The proposed constitutional amendment would give the Legislature “real and meaningful oversight over how regulatory agencies use the power entrusted to them by law,” Schmidt said at a news conference Tuesday.
“We think it makes good sense in terms of assuring Kansans that there is a steady and reliable regulatory environment going forward, and it makes good sense as a matter of basic democratic principles.
“You ought to have elected officials as the real power to have the final say over what the law is,” Schmidt said.
The Legislature had the ability to veto rules and regulations adopted by the exective branch in 1984, but it was later ruled as unconstitutional by the state Supreme Court.

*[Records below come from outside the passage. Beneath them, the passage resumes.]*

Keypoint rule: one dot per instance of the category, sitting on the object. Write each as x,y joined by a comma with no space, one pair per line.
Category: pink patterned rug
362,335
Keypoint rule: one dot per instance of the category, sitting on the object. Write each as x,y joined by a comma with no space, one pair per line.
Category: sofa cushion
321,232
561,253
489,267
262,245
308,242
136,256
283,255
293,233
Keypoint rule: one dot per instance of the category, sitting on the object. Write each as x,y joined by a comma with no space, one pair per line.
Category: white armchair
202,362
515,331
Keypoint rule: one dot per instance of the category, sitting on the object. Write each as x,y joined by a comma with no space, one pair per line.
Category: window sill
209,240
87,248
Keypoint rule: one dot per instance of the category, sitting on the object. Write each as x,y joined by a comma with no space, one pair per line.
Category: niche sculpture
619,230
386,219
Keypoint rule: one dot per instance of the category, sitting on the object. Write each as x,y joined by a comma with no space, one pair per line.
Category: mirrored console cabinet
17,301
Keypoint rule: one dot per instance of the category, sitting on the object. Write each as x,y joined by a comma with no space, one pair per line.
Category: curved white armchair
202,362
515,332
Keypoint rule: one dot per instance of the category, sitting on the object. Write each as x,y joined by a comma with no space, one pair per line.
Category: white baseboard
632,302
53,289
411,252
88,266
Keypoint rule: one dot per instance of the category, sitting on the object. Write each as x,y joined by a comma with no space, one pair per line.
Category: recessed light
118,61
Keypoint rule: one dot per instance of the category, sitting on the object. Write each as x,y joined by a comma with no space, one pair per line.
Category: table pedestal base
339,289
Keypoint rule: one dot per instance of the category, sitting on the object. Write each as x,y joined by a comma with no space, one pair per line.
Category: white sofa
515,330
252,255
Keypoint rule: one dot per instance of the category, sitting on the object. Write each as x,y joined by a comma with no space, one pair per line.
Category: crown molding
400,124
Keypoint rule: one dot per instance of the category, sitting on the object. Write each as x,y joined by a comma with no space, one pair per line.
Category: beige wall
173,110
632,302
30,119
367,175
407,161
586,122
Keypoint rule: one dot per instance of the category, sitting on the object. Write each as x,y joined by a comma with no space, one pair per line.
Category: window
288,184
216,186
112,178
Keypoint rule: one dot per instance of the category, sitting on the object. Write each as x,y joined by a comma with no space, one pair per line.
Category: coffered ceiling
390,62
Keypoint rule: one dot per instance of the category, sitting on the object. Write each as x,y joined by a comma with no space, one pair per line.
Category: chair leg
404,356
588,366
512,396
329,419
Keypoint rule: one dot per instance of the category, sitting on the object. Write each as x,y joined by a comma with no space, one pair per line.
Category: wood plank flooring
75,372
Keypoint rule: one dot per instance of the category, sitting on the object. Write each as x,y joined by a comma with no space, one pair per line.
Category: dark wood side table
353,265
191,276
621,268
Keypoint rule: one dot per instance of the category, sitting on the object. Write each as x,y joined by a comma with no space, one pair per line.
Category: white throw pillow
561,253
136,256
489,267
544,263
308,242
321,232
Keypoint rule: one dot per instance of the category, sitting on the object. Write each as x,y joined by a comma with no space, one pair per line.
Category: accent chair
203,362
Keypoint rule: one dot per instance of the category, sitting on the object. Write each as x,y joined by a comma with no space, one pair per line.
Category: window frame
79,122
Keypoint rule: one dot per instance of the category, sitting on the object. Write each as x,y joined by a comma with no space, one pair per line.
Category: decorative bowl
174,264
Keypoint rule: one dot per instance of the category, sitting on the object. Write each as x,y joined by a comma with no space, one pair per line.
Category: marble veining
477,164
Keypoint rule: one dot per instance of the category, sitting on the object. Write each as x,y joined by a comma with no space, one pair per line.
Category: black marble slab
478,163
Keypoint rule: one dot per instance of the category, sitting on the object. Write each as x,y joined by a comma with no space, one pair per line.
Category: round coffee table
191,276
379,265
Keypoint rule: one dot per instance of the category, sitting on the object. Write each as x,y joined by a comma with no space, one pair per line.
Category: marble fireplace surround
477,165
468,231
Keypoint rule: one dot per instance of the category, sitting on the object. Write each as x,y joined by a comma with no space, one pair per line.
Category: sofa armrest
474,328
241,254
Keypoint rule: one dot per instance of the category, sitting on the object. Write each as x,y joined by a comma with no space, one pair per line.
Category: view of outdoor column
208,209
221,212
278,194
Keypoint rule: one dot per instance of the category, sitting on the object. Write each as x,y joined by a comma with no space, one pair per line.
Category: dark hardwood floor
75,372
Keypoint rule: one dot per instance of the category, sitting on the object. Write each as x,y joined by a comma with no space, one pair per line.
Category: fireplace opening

The constitutional amendment proposed by Republicans would go to voters in November 2022. It still needs support from two-thirds of the Legislature to get on the ballot.
The amendment would leave it up to the Legislature to decide how many votes it would take to override a rule or regulation adopted by an executive-branch agency.
The proposed amendment would not be on the ballot at the same time as the abortion constitutional amendment, which goes to voters in August 2022.
Schmidt shrugged off a question that the amendment was driven by a plan to run for governor next year.
“That would be an error,” Schmidt said in response to a question about whether this was an informal launch to his campaign for governor.
Asked about the timing of the amendment and why it wasn’t brought when he was in the Legislature, Schmidt said his office had the opportunity to review old case law in recent months during the pandemic.
“Sometimes you discover the old ideas are good again,” he said.
Sam Coleman, the communications director for Gov. Laura Kelly, said the constitutional amendment was part of an orchestrated effort to strip powers away from the governor.
“Instead of doing their constitutionally-mandated work, today’s announcement is further proof that Republican leaders have no interest in doing the serious work of helping Kansas respond and recover from this crisis,” Coleman said in a statement.
“They are only fixated on trying to stop the governor from doing her job.”
Among other things, the Legislature has limited the governor’s power during the pandemic and is now considering a law that would remove the governor’s ability to fill vacancies for state treasurer and insurance commissioner.
Senate Minority Leader Dinah Sykes echoed a similar view.
“The constitution is nothing to play games with, yet here we are again, considering another change designed to benefit the ambitions of partisan politicians,” she said in a statement.
“The proposed amendment is nothing more than yet another attempt by Attorney General Derek Schmidt and Republican leadership to undermine Gov. Kelly and her cabinet,” Sykes said in a statement.
“This is partisan gamesmanship at its finest, and Kansans deserve better leadership at this critical time,” Sykes said.
House Speaker Ron Ryckman Jr. said the executive branch agencies have emerged as a fourth branch of government over time.
“What the attorney general is bringing forward today is something that restores checks and balances and allows the people of Kansas to have a say in how to regulate.”